Cybercriminals are posing as legitimate medical organizations, non-profits or financial institutions to commit crimes.

Fraud likely goes all the way back to the start of civilization, but it’s never been as sophisticated and technology driven as it is today. Gone are the days where you receive an email from a stranger asking you to wire funds to them for an unforeseen emergency. Today, fraudsters do their homework to learn as much as they can about you.

Due to the significant amount of personal information that can be gathered online from social media platforms, compromised accounts due to weak passwords, and breached data sold on the dark web, fraudsters have personal information about you such as:

  • The stores you frequent
  • The bank or credit union you belong to
  • The subscription services you’ve signed up for

This means the phone call claiming to be your bank, your wireless carrier or your favorite retailer may actually be a fraudster. Most institutions including government agencies, do not call you directly on the phone so you should never share any personal or financial information with them unless you are the one initiating the call.

According to an announcement by the U.S. Secret Service, cybercriminals are also leveraging fear, curiosity and trust as communities respond to the spread of the coronavirus (COVID-19) by posing as legitimate medical or non-profit organizations to steal your sensitive information.


October 5, 2017-Image of a text message phishing scam.

A Phishing attack-began on October 5, 2017 at approximately 5:00pm where consumers are receiving text messages asking them to contact SCCU and provide their account information and security codes. This is not Sierra Central, please do not call the number back; just delete the message.

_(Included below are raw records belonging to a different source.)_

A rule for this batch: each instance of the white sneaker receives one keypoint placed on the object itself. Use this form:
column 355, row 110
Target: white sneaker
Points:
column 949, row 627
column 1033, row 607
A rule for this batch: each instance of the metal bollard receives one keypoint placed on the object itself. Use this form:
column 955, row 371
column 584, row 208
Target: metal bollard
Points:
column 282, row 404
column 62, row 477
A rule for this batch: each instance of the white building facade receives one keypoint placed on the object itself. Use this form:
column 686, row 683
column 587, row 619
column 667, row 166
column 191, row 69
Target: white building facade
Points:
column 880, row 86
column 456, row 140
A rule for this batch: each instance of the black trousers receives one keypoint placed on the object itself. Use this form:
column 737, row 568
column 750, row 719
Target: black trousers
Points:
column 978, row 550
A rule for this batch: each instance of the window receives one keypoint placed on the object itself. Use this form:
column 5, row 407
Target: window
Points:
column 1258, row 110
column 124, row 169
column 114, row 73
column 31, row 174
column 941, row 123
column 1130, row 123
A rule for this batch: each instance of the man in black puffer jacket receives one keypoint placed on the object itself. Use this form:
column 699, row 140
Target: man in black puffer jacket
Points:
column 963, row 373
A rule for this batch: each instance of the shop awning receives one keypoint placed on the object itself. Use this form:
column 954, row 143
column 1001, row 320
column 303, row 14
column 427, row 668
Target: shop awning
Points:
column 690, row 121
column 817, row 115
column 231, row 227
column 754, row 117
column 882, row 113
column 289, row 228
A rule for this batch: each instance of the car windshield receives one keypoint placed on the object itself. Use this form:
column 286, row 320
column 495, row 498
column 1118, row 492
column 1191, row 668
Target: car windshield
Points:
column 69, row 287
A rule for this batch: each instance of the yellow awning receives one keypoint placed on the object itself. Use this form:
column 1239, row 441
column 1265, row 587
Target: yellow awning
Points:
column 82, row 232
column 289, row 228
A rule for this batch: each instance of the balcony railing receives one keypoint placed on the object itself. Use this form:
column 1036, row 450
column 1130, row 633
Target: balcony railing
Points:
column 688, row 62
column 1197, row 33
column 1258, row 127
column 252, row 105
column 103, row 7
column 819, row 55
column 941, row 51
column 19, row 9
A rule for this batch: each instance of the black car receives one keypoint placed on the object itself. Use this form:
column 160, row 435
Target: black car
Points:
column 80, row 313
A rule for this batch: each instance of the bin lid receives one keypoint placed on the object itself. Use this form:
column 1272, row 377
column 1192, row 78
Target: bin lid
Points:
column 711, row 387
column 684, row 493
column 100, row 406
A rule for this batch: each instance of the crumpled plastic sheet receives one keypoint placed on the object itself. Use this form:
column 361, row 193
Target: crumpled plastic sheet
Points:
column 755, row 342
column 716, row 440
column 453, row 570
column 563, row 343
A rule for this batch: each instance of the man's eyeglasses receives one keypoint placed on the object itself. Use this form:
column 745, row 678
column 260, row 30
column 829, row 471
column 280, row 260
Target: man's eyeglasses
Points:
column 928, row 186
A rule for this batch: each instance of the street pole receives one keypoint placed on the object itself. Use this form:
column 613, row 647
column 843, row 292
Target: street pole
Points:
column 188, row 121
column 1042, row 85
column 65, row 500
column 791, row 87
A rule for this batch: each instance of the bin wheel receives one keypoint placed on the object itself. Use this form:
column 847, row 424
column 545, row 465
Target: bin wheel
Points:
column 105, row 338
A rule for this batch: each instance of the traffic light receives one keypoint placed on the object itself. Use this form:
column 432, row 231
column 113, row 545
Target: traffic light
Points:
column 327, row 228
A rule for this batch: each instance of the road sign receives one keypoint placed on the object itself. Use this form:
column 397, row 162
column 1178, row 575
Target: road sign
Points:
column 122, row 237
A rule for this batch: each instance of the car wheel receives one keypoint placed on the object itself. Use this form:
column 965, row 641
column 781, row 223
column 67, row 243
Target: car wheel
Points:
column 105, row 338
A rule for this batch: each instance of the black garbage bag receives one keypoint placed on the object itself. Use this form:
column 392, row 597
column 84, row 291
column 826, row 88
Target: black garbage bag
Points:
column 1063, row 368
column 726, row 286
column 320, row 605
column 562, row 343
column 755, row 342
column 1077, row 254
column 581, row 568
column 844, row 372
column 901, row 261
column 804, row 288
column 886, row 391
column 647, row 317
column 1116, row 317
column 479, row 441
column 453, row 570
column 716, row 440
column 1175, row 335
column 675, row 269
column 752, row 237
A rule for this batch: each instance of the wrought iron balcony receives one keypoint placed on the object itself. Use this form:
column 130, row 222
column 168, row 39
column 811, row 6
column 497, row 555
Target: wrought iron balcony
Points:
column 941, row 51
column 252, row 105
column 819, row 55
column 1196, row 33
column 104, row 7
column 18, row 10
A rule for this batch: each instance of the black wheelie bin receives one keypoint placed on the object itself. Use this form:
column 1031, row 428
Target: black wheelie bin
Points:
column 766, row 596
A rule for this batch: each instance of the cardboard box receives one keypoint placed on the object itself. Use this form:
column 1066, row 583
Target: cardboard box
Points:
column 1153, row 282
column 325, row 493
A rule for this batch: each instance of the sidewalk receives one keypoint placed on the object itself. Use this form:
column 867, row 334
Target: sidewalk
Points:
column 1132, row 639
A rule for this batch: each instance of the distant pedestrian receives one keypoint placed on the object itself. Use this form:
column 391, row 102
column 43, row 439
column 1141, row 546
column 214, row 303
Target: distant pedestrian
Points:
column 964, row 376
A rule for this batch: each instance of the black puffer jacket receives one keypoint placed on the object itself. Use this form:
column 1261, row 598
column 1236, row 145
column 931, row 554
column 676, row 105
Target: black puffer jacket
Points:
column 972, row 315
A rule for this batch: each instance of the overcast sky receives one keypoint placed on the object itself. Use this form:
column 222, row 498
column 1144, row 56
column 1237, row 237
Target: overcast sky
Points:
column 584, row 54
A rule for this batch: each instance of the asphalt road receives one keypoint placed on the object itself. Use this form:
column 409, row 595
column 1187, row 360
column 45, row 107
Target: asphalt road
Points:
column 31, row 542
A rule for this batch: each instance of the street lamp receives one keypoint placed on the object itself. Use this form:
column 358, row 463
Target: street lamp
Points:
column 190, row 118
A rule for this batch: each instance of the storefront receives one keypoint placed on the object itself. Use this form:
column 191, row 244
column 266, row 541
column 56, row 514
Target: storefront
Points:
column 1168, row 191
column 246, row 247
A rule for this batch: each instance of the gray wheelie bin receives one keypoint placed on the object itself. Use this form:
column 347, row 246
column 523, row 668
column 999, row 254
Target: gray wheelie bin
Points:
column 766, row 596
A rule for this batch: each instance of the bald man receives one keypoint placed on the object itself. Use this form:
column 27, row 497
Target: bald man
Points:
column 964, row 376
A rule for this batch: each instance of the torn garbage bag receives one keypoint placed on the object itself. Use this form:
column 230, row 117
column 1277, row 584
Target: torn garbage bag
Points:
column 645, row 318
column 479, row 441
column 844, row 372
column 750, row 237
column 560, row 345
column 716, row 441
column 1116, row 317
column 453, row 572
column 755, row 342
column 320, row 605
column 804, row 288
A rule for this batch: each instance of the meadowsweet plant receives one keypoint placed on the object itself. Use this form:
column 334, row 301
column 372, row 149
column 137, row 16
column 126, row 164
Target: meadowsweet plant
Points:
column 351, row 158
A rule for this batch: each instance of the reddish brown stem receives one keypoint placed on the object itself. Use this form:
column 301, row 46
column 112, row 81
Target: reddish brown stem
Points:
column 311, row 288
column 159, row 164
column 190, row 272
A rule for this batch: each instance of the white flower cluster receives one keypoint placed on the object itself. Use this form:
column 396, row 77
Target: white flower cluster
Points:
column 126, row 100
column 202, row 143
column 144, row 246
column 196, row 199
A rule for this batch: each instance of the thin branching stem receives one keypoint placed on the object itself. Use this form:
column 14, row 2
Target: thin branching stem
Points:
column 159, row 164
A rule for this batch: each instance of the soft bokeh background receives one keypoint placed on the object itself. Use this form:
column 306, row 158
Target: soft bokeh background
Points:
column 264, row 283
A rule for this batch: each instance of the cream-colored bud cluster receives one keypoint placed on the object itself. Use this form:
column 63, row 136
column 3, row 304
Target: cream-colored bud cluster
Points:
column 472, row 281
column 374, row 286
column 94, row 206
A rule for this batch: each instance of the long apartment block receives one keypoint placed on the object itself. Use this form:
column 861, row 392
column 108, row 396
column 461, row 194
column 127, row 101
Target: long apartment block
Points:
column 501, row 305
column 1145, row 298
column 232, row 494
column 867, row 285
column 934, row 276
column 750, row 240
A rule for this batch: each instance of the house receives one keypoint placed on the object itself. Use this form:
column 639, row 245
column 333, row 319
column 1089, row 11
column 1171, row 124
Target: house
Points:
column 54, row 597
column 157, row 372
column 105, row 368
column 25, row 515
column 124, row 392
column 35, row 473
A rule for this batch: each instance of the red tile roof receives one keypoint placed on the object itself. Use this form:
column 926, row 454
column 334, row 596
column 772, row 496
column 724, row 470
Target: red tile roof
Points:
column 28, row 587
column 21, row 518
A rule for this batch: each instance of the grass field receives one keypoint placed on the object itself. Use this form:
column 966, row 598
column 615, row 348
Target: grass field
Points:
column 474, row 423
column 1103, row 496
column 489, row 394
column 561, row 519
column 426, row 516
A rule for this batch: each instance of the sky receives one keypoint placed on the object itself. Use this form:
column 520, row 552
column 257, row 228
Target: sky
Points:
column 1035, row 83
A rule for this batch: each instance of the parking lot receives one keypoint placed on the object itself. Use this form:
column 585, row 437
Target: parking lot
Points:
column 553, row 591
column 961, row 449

Phishing is an attempt by fraudsters to obtain account numbers, security codes and passwords from consumers. Phishing is not Hacking and you can learn more about Phishing on this page. The text messages are coming from 530-407-4441. An example of the text is shown to the right.


September 7, 2017-Equifax Breach

Equifax is one of three nationwide credit-reporting companies that track and rates the financial history of U.S. consumers. The companies are supplied with data about loans, loan payments and credit cards, as well as information on everything from child support payments, credit limits, missed rent and utilities payments, addresses and employer history, which all factor into credit scores.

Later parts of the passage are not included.